In gravidanza è necessario assumere vitamina D: il caso Milind Agarwal
14 Dicembre 2011
Un caso drammatico in Gran Bretagna riporta l’attenzione sull’importanza di corrette dosi di vitamina D durante la gravidanza.
A ricostruire la vicenda, il “Telegraph”. Milind Agarwal è un bambino indiano di solo tre mesi, sotto controllo perché vittima di una probabile infezione virale. Malato ma stabile
fin da giugno, Agarwal è peggiorato rapidamente ed è morto.
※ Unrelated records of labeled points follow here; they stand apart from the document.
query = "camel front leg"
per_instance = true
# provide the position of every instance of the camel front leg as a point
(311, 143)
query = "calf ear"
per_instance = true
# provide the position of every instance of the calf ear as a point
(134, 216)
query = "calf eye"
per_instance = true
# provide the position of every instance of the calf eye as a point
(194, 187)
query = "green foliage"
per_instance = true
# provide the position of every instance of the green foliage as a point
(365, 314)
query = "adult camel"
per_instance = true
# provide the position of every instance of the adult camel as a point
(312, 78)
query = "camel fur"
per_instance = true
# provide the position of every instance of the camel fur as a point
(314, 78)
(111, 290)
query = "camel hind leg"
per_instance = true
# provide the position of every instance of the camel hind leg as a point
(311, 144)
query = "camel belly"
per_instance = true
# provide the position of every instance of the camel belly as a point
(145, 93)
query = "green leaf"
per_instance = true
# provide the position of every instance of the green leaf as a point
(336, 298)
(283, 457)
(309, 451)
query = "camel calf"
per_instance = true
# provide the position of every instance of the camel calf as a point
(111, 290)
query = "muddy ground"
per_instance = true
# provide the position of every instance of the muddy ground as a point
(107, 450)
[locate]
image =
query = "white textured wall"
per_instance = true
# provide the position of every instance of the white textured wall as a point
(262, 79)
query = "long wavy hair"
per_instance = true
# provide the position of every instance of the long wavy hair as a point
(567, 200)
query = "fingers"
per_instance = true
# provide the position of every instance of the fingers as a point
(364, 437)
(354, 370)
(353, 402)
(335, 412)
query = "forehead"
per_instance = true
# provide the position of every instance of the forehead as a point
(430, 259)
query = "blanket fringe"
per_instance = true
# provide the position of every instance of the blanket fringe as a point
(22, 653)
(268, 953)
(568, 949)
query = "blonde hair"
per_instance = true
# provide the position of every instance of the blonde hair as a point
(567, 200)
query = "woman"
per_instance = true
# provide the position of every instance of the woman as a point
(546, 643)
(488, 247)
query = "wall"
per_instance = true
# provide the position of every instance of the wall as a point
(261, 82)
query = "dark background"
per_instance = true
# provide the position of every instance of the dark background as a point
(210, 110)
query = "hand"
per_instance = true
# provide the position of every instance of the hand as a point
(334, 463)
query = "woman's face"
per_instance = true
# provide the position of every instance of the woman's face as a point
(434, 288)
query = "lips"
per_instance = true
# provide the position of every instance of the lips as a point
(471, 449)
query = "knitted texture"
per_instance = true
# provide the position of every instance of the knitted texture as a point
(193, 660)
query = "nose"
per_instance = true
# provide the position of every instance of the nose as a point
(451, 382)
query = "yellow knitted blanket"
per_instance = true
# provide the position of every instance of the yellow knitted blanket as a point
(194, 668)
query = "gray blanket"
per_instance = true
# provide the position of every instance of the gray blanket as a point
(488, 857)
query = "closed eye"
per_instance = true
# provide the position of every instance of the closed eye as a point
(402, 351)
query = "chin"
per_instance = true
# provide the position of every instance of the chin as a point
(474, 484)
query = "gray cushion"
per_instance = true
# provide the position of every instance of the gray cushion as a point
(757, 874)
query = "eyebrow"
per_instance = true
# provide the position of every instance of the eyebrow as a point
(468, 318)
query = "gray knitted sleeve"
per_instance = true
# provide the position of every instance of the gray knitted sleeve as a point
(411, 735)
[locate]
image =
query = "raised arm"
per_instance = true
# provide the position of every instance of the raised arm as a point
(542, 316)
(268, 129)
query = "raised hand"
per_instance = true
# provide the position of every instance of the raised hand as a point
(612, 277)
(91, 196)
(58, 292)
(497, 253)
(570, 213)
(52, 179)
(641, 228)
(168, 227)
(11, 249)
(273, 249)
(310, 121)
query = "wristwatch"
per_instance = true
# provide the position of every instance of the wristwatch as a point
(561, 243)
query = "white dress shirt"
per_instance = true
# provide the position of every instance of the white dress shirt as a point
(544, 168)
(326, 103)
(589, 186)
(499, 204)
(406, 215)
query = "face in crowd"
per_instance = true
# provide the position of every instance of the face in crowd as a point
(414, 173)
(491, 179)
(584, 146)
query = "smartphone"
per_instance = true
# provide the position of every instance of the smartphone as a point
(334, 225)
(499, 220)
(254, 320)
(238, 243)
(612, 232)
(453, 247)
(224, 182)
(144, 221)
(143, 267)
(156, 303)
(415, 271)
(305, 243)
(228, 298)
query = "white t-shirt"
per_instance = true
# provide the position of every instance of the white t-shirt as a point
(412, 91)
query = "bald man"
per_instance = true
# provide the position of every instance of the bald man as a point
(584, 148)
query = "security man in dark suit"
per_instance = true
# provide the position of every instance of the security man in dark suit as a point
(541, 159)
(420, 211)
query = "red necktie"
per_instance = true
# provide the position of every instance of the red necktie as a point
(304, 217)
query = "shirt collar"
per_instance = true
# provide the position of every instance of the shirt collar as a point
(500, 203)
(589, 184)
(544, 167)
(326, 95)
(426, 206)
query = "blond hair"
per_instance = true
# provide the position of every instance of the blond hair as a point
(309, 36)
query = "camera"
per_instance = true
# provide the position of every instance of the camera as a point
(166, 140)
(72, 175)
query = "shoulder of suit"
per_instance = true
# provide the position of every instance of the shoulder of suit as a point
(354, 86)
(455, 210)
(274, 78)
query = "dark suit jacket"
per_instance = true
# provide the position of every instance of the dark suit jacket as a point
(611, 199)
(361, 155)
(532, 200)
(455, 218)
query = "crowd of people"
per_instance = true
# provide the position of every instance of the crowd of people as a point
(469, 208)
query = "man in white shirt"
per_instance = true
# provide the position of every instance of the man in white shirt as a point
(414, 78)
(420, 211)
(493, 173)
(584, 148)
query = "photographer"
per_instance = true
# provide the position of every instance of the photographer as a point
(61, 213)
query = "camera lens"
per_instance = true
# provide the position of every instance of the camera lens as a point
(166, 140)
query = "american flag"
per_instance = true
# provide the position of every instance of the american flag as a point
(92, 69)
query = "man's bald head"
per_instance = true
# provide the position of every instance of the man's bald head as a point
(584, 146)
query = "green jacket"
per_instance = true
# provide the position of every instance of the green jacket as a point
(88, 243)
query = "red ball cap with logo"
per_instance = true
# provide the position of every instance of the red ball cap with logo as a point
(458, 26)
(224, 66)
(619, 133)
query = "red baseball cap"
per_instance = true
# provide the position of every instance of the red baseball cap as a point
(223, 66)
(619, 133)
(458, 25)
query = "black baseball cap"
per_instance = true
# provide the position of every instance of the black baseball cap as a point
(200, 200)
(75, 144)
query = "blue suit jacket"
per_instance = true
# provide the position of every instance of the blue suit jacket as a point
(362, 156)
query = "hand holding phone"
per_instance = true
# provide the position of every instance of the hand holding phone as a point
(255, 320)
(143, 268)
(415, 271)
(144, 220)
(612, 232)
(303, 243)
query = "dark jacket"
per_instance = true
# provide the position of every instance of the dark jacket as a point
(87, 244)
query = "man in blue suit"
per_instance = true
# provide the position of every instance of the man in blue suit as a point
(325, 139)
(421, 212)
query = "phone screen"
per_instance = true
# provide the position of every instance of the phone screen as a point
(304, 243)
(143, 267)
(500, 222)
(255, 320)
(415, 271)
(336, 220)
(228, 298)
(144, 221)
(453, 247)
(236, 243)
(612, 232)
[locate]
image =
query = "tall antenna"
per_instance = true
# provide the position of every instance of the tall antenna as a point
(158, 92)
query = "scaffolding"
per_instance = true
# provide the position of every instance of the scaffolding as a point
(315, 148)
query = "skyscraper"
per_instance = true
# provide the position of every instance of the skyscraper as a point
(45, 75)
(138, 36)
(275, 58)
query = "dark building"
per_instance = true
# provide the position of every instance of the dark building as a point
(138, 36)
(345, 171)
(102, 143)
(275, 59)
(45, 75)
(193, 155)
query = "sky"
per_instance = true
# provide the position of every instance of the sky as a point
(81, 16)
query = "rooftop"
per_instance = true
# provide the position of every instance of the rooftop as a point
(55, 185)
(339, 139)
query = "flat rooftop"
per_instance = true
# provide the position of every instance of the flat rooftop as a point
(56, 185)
Tra i medici interessati al caso vi è il dottor Andrew Walker, consulente pediatrico specializzato in patologia. In base agli studi fatti, Walker è convinto che la causa della
morte del piccolo indiano sia a carenza di vitamina D, che ha reso la progressione dell’infezione rapida ed inarrestabile.
Il medico ha così deciso di ricordare alle donne in stato interessante ed alle neo madri che allattano di assumere circa 10 mcg di vitamina D ogni giorno. Di più, il dottor Walker
a scritto a Andrew Lansley, Segretario di Stato per la Salute, invitandolo a rendere pubblico l’appello.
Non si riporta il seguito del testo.